If you specifically focus insults on an individual and call into question their competence and then make a vague statement that avoids actually saying you did something wrong ("We turned inwards), you have failed to do #1, which is arguably the most important step.

It was an awful attempt at an apology that could easily pass for something written by a politician. Directness is a virtue when it comes to apologies.

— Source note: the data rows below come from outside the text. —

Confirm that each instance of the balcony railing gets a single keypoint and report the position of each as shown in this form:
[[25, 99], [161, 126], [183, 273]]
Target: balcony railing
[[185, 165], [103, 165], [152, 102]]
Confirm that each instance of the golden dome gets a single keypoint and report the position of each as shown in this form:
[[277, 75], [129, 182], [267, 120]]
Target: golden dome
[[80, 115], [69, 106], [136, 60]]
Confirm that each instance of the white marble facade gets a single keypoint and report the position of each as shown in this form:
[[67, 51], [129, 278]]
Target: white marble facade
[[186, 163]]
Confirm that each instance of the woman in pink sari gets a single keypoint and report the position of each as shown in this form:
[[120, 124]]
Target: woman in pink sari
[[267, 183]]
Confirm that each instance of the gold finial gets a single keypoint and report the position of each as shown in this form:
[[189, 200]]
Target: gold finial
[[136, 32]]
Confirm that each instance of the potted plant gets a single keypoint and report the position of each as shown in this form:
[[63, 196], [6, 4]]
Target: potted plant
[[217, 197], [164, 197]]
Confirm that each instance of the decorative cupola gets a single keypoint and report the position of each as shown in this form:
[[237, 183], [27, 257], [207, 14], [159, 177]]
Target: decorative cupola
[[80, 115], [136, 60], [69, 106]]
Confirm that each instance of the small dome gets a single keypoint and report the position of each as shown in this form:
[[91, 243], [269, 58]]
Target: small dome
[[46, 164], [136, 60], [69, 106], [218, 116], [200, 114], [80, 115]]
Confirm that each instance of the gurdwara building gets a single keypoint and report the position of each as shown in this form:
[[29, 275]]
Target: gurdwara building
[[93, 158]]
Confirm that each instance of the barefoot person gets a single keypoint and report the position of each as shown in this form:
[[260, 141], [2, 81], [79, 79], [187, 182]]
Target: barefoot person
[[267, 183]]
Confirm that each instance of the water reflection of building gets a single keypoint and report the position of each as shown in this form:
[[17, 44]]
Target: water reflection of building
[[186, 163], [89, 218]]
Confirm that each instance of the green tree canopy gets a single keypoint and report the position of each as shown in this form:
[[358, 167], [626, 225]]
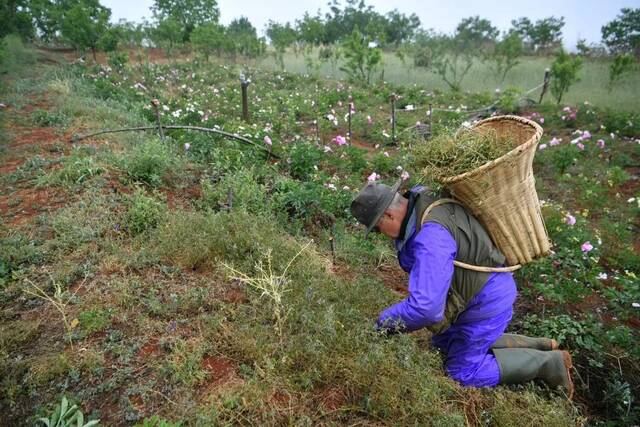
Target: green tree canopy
[[188, 13], [208, 38], [83, 23], [543, 35], [622, 35]]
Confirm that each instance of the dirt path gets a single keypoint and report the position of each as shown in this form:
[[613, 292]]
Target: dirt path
[[21, 200]]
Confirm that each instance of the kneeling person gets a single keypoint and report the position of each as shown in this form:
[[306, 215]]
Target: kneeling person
[[467, 311]]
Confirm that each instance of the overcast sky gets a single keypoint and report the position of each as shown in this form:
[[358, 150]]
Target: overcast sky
[[583, 18]]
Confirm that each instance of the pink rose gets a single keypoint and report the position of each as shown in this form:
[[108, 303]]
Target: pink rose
[[570, 219], [373, 177], [339, 140]]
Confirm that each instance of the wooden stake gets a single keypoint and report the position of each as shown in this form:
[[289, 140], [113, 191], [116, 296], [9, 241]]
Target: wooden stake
[[393, 117], [545, 86], [430, 120], [155, 103], [333, 248]]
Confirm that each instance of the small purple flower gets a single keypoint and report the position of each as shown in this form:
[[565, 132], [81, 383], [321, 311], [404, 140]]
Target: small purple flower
[[586, 247], [373, 177], [339, 140], [570, 219]]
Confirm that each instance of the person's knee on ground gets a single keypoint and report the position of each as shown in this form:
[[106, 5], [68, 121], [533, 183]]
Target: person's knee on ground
[[522, 341], [520, 365]]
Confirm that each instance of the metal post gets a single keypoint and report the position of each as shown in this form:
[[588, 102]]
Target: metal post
[[349, 133], [155, 103], [430, 119], [545, 86], [393, 117], [333, 247], [244, 83]]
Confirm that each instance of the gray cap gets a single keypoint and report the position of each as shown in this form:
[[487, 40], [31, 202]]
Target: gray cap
[[372, 201]]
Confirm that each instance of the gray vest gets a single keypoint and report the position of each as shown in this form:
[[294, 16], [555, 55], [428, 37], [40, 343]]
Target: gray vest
[[474, 246]]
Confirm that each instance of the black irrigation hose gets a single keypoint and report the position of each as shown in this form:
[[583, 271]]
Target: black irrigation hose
[[77, 138]]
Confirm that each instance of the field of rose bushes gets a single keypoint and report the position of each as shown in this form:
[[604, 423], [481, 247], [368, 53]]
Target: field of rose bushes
[[200, 280]]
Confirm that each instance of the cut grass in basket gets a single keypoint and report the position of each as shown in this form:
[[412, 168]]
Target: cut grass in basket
[[450, 153]]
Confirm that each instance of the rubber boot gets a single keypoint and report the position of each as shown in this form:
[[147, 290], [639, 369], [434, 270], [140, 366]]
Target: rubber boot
[[521, 341], [519, 365]]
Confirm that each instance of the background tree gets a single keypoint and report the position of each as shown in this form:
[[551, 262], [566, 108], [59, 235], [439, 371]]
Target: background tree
[[245, 38], [622, 35], [452, 56], [542, 36], [506, 53], [622, 65], [564, 73], [281, 36], [16, 18], [168, 34], [208, 38], [84, 24], [362, 57], [188, 13], [477, 34], [400, 28], [45, 15]]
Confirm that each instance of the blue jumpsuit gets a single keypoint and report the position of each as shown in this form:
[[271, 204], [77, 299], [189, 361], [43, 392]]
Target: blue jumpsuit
[[428, 258]]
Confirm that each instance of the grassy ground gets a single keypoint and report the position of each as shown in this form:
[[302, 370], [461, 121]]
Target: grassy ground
[[134, 284], [528, 74]]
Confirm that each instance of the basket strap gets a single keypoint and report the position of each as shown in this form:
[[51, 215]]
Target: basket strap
[[461, 264]]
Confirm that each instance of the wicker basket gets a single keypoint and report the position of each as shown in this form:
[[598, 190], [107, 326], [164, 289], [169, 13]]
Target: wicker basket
[[502, 193]]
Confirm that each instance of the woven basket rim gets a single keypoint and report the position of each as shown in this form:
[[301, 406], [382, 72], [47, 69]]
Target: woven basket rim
[[533, 140]]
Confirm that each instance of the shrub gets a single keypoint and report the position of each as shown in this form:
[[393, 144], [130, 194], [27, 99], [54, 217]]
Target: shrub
[[564, 73], [150, 162], [144, 212], [302, 157], [65, 415], [246, 187], [77, 168], [361, 58], [156, 421], [118, 60]]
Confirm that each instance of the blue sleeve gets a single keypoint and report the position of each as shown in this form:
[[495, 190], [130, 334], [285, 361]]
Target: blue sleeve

Counting check marked boxes on a wikihow list isn't a good way to measure the quality of an apology.

2 comments

...except that they literally write "we were wrong" - so I'm not sure how you can interpret that as "avoiding to actually state they did something wrong"?
They admitted to being wrong about the technical solution to this problem, but not their mistreatment of community members. Huge difference.
> It was an awful attempt at an apology

> Counting check marked boxes on a wikihow list isn't a good way to measure the quality of an apology.

If anything, it's a way. Suggest something better for your definition of "good", as it looks like you're making a speculative criticism for your own edification.

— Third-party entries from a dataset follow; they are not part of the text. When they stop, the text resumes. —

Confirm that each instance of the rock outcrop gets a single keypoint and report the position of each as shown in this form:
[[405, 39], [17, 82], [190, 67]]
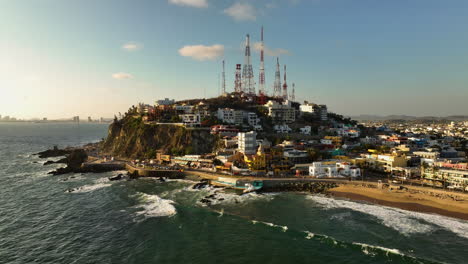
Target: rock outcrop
[[132, 138]]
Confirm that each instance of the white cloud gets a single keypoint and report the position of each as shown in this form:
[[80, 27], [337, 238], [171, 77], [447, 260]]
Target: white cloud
[[201, 52], [270, 52], [241, 12], [132, 46], [193, 3], [122, 76]]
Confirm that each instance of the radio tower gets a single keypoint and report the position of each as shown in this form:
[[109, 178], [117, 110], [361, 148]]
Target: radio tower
[[238, 80], [277, 85], [223, 82], [248, 84], [261, 74], [285, 86], [293, 94]]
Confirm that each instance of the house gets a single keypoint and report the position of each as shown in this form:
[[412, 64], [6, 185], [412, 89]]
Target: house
[[334, 169], [230, 116], [281, 113], [247, 142], [252, 119], [224, 130], [305, 130], [282, 129], [385, 162], [320, 111], [296, 156], [165, 101], [184, 109], [191, 120]]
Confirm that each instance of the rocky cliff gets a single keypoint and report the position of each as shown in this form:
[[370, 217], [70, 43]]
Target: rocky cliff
[[132, 138]]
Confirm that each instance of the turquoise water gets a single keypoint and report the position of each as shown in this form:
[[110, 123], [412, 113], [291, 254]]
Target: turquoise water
[[145, 221]]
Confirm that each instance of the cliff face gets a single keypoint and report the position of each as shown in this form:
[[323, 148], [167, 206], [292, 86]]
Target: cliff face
[[131, 138]]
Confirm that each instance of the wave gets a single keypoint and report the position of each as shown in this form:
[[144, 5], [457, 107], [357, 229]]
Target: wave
[[371, 249], [284, 228], [403, 221], [154, 206], [98, 184]]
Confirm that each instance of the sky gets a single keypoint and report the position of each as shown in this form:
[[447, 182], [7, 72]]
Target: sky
[[60, 58]]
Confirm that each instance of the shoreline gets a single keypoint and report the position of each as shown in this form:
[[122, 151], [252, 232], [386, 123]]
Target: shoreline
[[416, 202]]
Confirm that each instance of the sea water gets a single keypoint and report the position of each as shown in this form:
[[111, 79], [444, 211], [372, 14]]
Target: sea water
[[147, 221]]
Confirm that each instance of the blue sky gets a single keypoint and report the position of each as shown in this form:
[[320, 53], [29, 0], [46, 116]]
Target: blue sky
[[61, 58]]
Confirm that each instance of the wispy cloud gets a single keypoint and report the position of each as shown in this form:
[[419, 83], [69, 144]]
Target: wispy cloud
[[132, 46], [270, 52], [241, 12], [201, 52], [122, 76], [193, 3]]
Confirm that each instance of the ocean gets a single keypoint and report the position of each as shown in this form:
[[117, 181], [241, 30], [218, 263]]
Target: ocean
[[146, 221]]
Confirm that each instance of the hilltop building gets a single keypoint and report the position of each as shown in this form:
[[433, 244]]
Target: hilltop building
[[247, 142], [281, 113]]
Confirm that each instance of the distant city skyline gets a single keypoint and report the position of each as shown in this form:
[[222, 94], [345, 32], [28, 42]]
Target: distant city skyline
[[96, 58]]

>Suggest something better for your definition of "good"

I already mentioned two things that would make it a "good" apology:

- Directly mentioning whom you are apologizing too. In some cases addressing a group might be appropriate but in this case it seems like he should have mentioned Casey.

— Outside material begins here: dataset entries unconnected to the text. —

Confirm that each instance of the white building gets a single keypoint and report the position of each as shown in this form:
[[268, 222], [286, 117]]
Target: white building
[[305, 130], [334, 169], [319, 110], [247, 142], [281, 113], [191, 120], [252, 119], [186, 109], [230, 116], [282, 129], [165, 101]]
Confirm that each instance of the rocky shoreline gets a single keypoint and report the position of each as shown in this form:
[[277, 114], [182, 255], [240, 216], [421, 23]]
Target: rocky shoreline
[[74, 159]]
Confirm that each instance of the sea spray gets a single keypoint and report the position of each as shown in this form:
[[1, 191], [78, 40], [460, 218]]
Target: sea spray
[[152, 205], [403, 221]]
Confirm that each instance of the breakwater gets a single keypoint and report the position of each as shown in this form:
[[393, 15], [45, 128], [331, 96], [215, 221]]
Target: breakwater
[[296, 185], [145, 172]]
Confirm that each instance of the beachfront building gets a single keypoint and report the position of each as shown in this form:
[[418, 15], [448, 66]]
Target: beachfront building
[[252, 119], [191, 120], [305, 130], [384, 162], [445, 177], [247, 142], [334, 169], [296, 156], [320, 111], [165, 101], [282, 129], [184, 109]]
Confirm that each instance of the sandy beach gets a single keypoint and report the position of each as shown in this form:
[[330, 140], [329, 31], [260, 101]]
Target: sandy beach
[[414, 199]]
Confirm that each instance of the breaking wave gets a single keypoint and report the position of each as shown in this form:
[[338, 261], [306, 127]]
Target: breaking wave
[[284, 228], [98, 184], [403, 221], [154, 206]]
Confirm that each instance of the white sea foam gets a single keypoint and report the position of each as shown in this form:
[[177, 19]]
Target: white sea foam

- Directly mentioning what you did wrong instead of phrasing it in an intentionally vague way like "we turned inwards".

Apologies are simple in composition. The hard part is getting over our egos.

> The hard part is getting over our egos

In this scenario it really isn't Microsoft who are demonstrating a bleeding ego.

Whatever you think about the apology, Microsoft made it without being called to do so. As an inconvenient data point, the apology (again, whatever you think about it) was omitted from the tweet. Casey blatantly rephrases the employee's words from "could be seen as impugning the reader" to "you are impugning the reader". This is all p-hacking convenient facts into one specific world view, and the fanbase is all too eager to echo it.

All of this drama is great for one specific ego.

>In this scenario it really isn't Microsoft who are demonstrating a bleeding ego.

My bad that part of the comment wasn't directed at Microsoft, its just something that everyone in general has to face when apologizing.

I do agree that Casey should have linked the apology blog regardless of whether he felt it was sufficient.